Introduction
With the massive explosion of data generated and published in the past few decades comes new challenges. Data analysts and scientists now have to discover patterns in this unprecedented amount of raw and often redundant data. In order to do that, data must go through a very critical and sensitive process of cleaning to produce high quality data that can later be used to estimate and draw generalizable conclusions.
In this report datasets provided by Credit Union Cherry Blossom Ten Mile Run were used. Cherry Blossom started in 1973 with the primary objective of training elite runners who were aiming to participate in the Boston Marathon. Since then, it has gained more popularity. In 2012 nearly 17,000 runners ranging in age from 9 to 89 participated. The organizers publish the results after each year’s race at http://www.cherryblossom.org/. The datasets include the runners’ names, ages, and hometowns which act as a valuable resource for forming a better understanding of the relationship between age and performance.
Loading the data
13 text files for each gender containing data from 1999 to 2012 was rearranged in one text files with 150000 observations. This process would be very tedious and time consuming if done manually considering how both the format and the manner the information was reported is different from year to year. These changes can be seen as differences in the format of the table header and the use of footnotes. The tables had many errors including values that begin in the wrong column, missing headers, as well as other mistakes
After Fix
A customized programming approach was used to transform the text files to tables, the following codes shows the two main functions for finding the columns locations and seperating the rows to each columns
findLocs = function(spaceRow) {
rowLength = nchar(spaceRow)
searchLocs <- c(0,gregexpr(" ",spaceRow)[[1]])

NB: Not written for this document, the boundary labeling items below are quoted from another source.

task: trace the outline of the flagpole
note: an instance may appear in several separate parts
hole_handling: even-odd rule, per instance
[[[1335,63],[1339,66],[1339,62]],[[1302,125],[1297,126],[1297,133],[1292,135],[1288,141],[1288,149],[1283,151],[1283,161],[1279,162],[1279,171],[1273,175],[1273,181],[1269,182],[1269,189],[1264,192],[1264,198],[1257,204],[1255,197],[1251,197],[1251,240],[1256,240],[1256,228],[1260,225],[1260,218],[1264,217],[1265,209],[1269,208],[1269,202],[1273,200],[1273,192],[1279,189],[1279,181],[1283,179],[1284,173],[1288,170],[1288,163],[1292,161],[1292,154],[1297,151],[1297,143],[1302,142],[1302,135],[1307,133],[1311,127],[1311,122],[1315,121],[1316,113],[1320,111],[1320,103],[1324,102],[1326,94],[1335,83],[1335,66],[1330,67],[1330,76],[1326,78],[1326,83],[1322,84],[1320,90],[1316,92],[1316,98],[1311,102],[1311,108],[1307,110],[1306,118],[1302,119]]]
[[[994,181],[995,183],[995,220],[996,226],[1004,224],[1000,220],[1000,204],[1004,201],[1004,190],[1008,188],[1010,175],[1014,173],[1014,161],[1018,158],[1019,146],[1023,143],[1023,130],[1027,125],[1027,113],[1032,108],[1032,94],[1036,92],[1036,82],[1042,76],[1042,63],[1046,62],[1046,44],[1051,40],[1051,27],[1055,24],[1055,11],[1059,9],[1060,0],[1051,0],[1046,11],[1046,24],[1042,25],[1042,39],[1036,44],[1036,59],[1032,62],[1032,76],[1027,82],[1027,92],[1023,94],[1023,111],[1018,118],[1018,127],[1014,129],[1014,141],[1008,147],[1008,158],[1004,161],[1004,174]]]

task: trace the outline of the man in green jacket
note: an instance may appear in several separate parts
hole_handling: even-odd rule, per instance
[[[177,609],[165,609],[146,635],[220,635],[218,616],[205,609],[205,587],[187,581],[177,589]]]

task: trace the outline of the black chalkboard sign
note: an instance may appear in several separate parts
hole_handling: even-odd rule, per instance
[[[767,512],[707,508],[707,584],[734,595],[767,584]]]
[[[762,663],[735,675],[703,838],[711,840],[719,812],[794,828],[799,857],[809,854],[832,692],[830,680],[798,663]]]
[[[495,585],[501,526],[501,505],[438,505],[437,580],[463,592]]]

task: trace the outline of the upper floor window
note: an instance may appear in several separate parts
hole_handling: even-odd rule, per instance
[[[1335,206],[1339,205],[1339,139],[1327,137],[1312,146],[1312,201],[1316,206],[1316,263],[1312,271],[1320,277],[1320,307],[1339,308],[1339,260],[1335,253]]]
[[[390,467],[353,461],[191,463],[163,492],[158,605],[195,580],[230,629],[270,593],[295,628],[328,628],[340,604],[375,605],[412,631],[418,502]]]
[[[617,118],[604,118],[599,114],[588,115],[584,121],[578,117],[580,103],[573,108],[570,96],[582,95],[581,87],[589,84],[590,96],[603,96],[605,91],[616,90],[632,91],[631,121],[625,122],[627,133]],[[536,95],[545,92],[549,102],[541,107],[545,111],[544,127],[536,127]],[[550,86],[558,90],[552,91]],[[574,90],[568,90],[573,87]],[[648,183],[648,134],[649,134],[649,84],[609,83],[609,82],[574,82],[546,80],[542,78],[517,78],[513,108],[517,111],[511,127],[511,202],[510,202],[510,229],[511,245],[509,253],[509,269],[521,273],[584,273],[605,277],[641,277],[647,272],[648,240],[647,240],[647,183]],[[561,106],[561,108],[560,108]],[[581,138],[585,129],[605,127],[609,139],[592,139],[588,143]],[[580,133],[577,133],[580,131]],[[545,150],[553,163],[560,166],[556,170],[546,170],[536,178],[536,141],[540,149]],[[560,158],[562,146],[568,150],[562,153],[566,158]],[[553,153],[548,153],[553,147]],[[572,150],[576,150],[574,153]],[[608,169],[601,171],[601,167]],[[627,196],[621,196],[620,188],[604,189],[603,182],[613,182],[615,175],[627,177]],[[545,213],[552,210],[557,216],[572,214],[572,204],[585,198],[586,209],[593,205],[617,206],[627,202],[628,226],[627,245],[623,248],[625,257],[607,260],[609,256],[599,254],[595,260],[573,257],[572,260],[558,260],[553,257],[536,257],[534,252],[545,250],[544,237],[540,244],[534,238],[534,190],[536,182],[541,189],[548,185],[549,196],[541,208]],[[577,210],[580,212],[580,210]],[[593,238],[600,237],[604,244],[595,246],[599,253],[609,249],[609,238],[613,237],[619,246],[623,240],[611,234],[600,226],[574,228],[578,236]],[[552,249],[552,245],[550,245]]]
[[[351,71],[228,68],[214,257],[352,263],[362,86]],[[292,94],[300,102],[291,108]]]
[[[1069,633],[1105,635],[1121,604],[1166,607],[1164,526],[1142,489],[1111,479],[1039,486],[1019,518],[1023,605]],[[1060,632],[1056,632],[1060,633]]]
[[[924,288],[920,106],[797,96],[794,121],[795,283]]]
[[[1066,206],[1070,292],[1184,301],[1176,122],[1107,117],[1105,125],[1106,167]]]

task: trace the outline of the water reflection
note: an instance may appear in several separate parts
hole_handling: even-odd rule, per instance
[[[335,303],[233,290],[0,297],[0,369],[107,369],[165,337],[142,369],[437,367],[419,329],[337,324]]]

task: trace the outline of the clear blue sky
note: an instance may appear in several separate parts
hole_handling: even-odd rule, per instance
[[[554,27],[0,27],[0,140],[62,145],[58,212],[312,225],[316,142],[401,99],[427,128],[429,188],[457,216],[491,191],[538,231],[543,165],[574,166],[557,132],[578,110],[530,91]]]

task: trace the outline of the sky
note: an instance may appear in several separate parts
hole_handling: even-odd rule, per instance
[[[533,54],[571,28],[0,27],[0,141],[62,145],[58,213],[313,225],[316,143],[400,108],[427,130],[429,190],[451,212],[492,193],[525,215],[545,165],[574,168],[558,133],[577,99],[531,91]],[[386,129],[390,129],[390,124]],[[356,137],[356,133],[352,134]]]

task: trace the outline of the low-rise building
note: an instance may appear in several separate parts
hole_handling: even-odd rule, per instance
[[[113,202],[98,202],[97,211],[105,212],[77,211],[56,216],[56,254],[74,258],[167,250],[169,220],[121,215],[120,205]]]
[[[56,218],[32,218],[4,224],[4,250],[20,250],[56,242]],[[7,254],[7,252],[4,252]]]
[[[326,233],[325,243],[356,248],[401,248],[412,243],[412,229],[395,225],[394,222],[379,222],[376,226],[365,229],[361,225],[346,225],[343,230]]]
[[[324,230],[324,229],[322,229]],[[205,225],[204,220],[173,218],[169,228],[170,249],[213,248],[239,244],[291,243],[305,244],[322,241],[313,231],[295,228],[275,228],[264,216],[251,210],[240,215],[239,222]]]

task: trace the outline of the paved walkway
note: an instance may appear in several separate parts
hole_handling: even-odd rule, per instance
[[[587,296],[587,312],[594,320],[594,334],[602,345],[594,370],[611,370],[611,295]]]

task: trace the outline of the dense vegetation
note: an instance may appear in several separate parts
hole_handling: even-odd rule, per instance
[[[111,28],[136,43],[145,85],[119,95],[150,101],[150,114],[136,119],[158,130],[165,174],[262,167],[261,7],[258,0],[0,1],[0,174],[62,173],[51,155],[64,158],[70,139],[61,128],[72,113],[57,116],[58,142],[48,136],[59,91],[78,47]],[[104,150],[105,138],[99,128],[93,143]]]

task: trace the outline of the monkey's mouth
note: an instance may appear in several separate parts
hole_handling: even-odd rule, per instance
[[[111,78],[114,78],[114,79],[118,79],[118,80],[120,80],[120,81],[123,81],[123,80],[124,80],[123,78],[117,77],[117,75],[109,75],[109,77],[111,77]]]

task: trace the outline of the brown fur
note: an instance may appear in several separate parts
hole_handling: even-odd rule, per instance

if (substring(spaceRow, rowLength, rowLength) != " ")
return(c(searchLocs,rowLength +1))
else return(searchLocs)
}MakeColumns <- function(rowData,year){
indexEq <-grep('^==',rowData)
headerRow <- rowData[indexEq-1]
body <- rowData[indexEq+1:length(rowData)]
spaceRow <- rowData[indexEq]
headerRow <- tolower(headerRow)
searchLocs <- findLocs(spaceRow)
df <- mapply(substr,list(body),start=searchLocs[-length(searchLocs)]+1,
stop = searchLocs[-1]-1)
colnames(df)<-mapply(substr,list(headerRow),start=searchLocs[-length(searchLocs)]+1,
stop = searchLocs[-1]-1)
df <- select(df,c('place','ag','name','hometown','time'))
return(df)
}Inspecting/Cleaning The Data
After loading the data we need to do initial inspecting to find any out-of-the-ordinary patterns. by the first inspection, we see the age values for 2003 and 2006 look off, a box plot can be a great tool to detect errors like this, going back to the original text files, and manipulate align the columns better we were able to fix it.
| place | ag | name | hometown | time | year | gender |
|---|---|---|---|---|---|---|
| 1 | 28 | Worku Bikila | Ethiopia | 46:59 | 1999 | Male |
| 2 | 24 | Lazarus Nyakeraka | Kenya | 47:01 | 1999 | Male |
| 3 | 27 | James Kariuki | Kenya | 47:03 | 1999 | Male |
| 4 | 28 | William Kiptum | Kenya | 47:07 | 1999 | Male |
| 5 | 26 | Joseph Kimani | Kenya | 47:31 | 1999 | Male |
| 6 | 25 | Josphat Machuka | Kenya | 47:33 | 1999 | Male |
Before Fix
After Fix
Formating Columns
The next step is to formate the columns correctly. In order to be able to manipulate the time, a new formate should be made. from h:m:s to number of minutes
This can easily be made with a bit of math.
toMinutes <- function(x){
if(length(x)==2){
return(x[1]+x[2]/60)}
else{return(x[1]*60 + x[2] +x[3]/60)
}
}Further Inspection
We once again used boxplot to summarize the number of minutes across both genders across the years, no outliers are found, although 505 missing data exist out of 15000. scatter plot is a great tool to quickly visualize the data and find any obvious trends which can tell us if we have cleaned data.
## Min. 1st Qu. Median Mean 3rd Qu. Max. NA's
## 45.25 84.72 96.47 97.36 108.92 177.52 505plotting scatter plot
Initial Analysis
This sequence of boxplots shows the quartiles of time for men grouped into 10-year age intervals. As age increases, all the quartiles increase. However, the box becomes asymmetrical with age, which indicates that the upper quartile increases faster than the median and lower quartile.
Conclusion
In this project, we demonstrated how to load data from multiple unsynchronized text files into one data frame. In a corporate scenario where such a task is needed, a multidisciplinary team usually handles the cleaning and organizing of the text files and loads them into a database to be furthered analyzed inside a GUI application. Programming language can speed up the cleaning process while simultaneously allow us to discover and analyze the data.